Rather than giving in to the illusion of the single one go-to solution, we can work with a set of more vague but also more robust boundary conditions that must be met to keep costs within pre-defined ranges.
Sidenote on methods: It's rather simple.

First, we find the least-cost solution for a set of cost assumptions.

Then, for many epsilons we min/max investment in technology X (new objective) such that the annual system costs increase by less than $\\epsilon$ (new constraint).
Results are for a single set of cost assumptions. But are conclusions robust wrt cost uncertainty?
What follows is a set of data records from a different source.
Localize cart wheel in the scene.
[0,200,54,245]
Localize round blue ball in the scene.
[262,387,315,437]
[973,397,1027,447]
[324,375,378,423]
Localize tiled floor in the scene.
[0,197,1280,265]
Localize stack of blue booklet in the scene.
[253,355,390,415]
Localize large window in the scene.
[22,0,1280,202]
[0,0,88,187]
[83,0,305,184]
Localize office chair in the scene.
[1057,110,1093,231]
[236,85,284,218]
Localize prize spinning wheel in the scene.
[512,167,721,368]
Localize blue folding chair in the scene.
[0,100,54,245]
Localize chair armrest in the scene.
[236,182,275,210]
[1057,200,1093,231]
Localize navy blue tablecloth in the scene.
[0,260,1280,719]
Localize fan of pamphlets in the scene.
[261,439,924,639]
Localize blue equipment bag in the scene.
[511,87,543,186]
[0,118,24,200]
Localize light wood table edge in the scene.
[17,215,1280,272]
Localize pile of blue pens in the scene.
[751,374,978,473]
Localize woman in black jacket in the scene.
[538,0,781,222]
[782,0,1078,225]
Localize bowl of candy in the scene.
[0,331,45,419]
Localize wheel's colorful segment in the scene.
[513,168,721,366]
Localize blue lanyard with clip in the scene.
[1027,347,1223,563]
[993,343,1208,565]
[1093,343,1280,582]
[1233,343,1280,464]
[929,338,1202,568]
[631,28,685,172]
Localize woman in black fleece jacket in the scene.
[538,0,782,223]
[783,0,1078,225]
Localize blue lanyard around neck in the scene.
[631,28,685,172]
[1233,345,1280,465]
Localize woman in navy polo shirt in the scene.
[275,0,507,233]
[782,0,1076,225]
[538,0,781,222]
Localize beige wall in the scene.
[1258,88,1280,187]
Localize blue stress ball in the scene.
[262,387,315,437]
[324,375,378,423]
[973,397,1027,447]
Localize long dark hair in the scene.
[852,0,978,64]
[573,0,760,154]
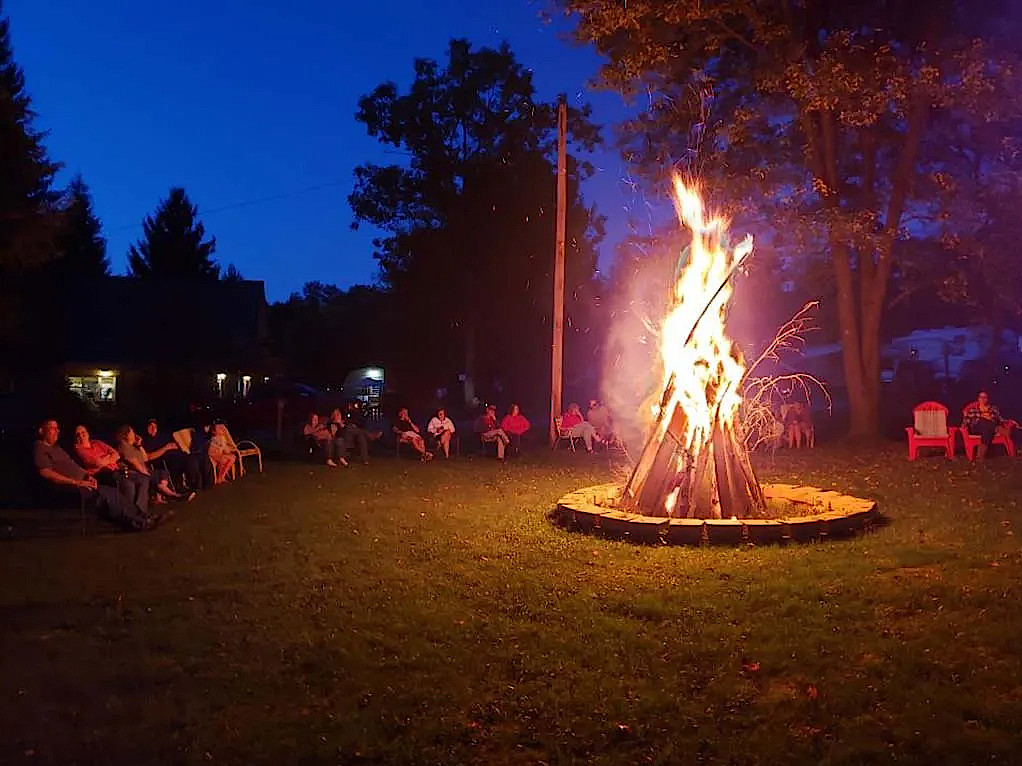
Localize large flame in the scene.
[652,177,752,459]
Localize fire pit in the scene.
[556,484,879,545]
[558,178,877,543]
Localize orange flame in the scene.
[652,177,752,455]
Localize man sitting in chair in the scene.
[426,408,454,460]
[393,406,433,463]
[962,391,1005,460]
[33,420,160,531]
[472,404,511,461]
[784,401,816,449]
[561,402,603,453]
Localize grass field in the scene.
[0,450,1022,765]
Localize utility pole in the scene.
[550,98,568,447]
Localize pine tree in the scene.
[0,0,59,271]
[47,176,110,278]
[220,264,245,284]
[128,187,220,279]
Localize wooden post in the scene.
[550,98,568,446]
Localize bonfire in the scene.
[621,178,764,519]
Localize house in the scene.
[0,277,276,420]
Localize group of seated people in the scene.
[301,402,383,468]
[384,399,614,463]
[33,419,243,530]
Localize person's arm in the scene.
[39,468,96,489]
[121,452,149,476]
[149,441,178,461]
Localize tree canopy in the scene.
[47,176,110,278]
[0,0,59,272]
[350,40,602,408]
[563,0,1019,434]
[128,187,220,279]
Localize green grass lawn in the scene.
[0,449,1022,766]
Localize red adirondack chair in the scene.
[959,401,1018,460]
[904,401,956,461]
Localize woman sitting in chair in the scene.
[206,423,237,484]
[962,391,1005,460]
[393,406,433,463]
[118,426,195,502]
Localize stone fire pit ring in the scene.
[555,484,880,545]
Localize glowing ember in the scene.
[624,178,762,518]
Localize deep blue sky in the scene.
[4,0,649,300]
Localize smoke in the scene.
[600,234,684,448]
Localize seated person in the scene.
[75,426,149,511]
[142,418,213,489]
[426,408,454,459]
[962,391,1005,460]
[118,426,195,502]
[472,404,511,461]
[501,404,532,452]
[393,406,433,463]
[75,426,121,475]
[561,401,603,453]
[301,413,347,468]
[782,401,812,448]
[205,423,237,484]
[326,408,369,466]
[33,420,159,530]
[586,399,614,441]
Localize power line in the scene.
[107,179,352,232]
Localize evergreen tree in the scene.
[0,0,59,271]
[220,264,245,284]
[128,187,220,279]
[48,176,110,277]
Yet to be shown, but probably yes. I'm on it.

Recent work on uncertainty analysis by @timtroendle @JLilliestam @stemarelli @stefpf is a very fine read: https://twitter.com/timtroendle/status/1294320932509622273
Also @FrLomb @bryn_pickering @EmyColomboPOLI @stefpf have recently looked at weak trade-offs / flat directions in the Italian power system: https://twitter.com/FrLomb/status/1297932071034327041
Naturally, there's always more to do, like including parametric uncertainty and cross-sectoral integration. Keep tuned.

Cheers for staying on until the end of the thread!

Any questions and comments welcome!

All graphics in this thread are CC-BY-4.0 Fabian Neumann (KIT).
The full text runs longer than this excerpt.